Kalau aku ikut ujian lalu ditanya tentang pahlawan
Namamu, ibu, yang akan kusebut paling dahulu[1]
“Beneran mau jawab begitu Mbak Ayu? Jawabanmu nanti disalahkan gurumu lo!”
Bocah lainnya ikut tertawa dan meledek menyaksikan itu.
Bayang-bayang mulai memanjang ke arah timur, matahari mulai memendarkan sinar kekuningan di permukaan sungai Jagir. Ini sudah jam 3 sore, tapi Rumah Cahaya masih sepi. Seperti biasa, setiap akan ada kegiatan di Rumah Cahaya  penggerak atau pengajar harus berjalan keliling ke deretan rumah semi permanen itu untuk menjemput anak-anak penduduk sekitar. Kali ini Adam ditemani Ayu, bocah kelas lima SD yang sudah lima tahun juga belajar dan aktif mengikuti kegiatan di Rumah Cahaya.
“Mas Adam ikut buka puasa nih?” Ucap salah seorang penduduk dengan nada guyon.
“Saya kalau acara makan-makan selalu ikut, Bu. Meskipun saya tidak ikut puasa.”
***
Saat melihat pemberitahuan di telepon genggamnya, Maryam mulai panik. Perempuan itu tak mempedulikan lagi script bahasa pemrogramannya yang masih error. Waktu Ashar telah tiba, Ia harus segera meninggalkan laboratorium pemrograman di kampusnya. Satu persatu anak tangga Ia lewati untuk bergegas menuju acara buka bersama di Rumah Cahaya.
Bunyi klakson dan rem berdecit mengiringi perjalan Maryam menuju Rumah Cahaya. Mahasiswi rantau itu mengendara motornya di antara ratusan kendaraan yang mengular di jalan utama kota Surabaya. Lampu merah adalah saat yang tepat bagi lamunan untuk hinggap di kepala ratusan orang yang terhenti.

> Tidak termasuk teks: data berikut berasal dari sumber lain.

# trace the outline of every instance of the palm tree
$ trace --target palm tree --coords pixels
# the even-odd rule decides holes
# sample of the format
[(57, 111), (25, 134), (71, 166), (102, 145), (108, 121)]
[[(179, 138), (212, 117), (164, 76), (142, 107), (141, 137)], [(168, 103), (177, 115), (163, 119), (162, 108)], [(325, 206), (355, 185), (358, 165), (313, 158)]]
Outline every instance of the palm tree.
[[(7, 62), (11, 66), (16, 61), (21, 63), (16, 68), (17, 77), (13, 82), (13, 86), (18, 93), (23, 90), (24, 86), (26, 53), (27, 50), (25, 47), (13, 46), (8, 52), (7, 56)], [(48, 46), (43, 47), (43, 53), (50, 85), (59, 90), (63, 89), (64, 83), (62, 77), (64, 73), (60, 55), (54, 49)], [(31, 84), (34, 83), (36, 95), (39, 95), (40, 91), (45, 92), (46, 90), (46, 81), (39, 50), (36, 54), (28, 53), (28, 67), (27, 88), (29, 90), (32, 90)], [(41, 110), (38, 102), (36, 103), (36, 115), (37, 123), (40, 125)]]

Maryam tiba-tiba teringat kepada Adam, teman masa kecilnya. Setelah jarang sekali bertemu selama enam tahun Maryam menghabiskan waktu SMP dan SMA di Pondok Pesantren, sekarang mereka dipertemukan lagi di Surabaya. Walau mereka kuliah di kampus yang berbeda, namun setidaknya mereka bertemu dua kali dalam seminggu. Ia mengajak Adam untuk menjadi pengajar di Rumah Cahaya, sebuah sanggar bermain dan taman baca yang didirikan beberapa senior dan teman kuliah Maryam untuk memenuhi kebutuhan masyarakat di pinggiran Kali Jagir. Ia mengingat Adam kecil sebagai bocah yang selalu berhasil menemukannya saat bermain petak umpet, pangeran kecil yang selalu menjadi pasangannya saat bermain drama, teman bermain ular tangga yang selalu Ia tunggu kepulangannya dari gereja ketika minggu pagi.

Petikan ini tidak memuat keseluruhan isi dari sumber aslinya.